I either chose the worst or best circumstances to read this in preparation for a talk at my library by a Lovecraft scholar about H.P. Lovecraft's 1927 and 1928 visits to Windham county in southern VT after a particularly devastating flood. "The Whisperer in the Darkness" is the result of those visits.
The Cthulu mythos had already been developed, as well as most of Lovecraft's story tactics, but there is an authentic old Yankee chill throughout that is pure Vermon'. We have no hard 'T' sounds at the end of words. Get used to i'. As for me, I've recently moved in to a Victorian house full of old furniture, and am only a few streetlights and car-lengths away from the horrible green domed hills and am experiencing it all for the first time at night, alone.
Why did I never question my boyfriend's insistent leaving on of lights in unoccupied rooms of the house? Sensible, saving the earth one down switch at a time me started this evening with a single light on at the door and one in our office at the top of the house. Now I have all this darkness below me, full of quiet.
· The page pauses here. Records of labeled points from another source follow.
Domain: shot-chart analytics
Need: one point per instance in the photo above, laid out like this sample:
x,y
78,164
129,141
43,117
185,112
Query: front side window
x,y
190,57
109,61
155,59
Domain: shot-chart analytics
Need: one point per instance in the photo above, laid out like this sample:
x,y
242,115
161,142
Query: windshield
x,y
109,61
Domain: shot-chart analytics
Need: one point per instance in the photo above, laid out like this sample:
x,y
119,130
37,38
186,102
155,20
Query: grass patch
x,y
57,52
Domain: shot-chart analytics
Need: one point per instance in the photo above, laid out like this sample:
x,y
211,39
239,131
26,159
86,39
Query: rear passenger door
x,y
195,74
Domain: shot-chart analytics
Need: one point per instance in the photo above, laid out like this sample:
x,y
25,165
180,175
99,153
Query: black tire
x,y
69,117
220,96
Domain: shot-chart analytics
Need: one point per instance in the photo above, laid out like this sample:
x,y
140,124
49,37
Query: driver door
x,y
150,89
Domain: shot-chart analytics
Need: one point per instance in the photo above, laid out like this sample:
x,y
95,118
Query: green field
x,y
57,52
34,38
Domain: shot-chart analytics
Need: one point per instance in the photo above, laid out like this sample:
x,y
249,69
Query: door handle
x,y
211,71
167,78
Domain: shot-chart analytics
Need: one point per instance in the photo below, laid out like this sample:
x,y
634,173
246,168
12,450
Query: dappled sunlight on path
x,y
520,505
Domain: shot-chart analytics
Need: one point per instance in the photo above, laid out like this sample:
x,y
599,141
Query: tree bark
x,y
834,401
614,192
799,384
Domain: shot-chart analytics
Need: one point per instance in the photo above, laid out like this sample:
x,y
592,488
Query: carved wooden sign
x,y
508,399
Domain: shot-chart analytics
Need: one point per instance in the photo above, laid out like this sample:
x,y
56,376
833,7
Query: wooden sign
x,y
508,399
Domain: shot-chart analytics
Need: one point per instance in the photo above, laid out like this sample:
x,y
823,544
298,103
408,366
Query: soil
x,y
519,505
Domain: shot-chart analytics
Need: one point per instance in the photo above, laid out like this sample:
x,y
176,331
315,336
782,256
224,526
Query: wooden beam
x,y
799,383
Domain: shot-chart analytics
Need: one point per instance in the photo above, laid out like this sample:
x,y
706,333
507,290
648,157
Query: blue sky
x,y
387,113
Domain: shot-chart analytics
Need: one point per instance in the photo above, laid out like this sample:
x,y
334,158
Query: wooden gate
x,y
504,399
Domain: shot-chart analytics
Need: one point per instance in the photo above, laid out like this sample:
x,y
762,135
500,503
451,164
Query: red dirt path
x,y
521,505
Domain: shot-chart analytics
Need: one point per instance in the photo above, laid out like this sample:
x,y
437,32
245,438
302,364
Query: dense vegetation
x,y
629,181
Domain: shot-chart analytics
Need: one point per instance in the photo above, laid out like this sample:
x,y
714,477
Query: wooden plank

The professor, I've already forgotten his name, but he teaches at Dartmouth, was knowledgeable but a bit lazy as a professional speaker. He did that thing where you have PowerPoint slides (an excellent tool) and then proceed to read every word on those slides, and only those on the slides (an amateur move). He did provide a good background on Lovecraft's life and contemporary reception - and on how Lovecraft studies have boomed in the last decade.
The presentation beforehand by the reference librarian on the town of Bellows Falls just after the storm, with rivers teeming with dead livestock and smashed houses, water streaming through abandoned mills, and roads utterly impassable, was much more thrilling by comparison. New England lore buffs will be interested to know that Joe Citro was in the audience, and had a useful interjection or two. A well-spent evening, I encourage you to check out your local library's programs. This story was fun, even if Lovecraft does keep going on about the unnameable, unspeakable, dare I say - ineffable - in abundance.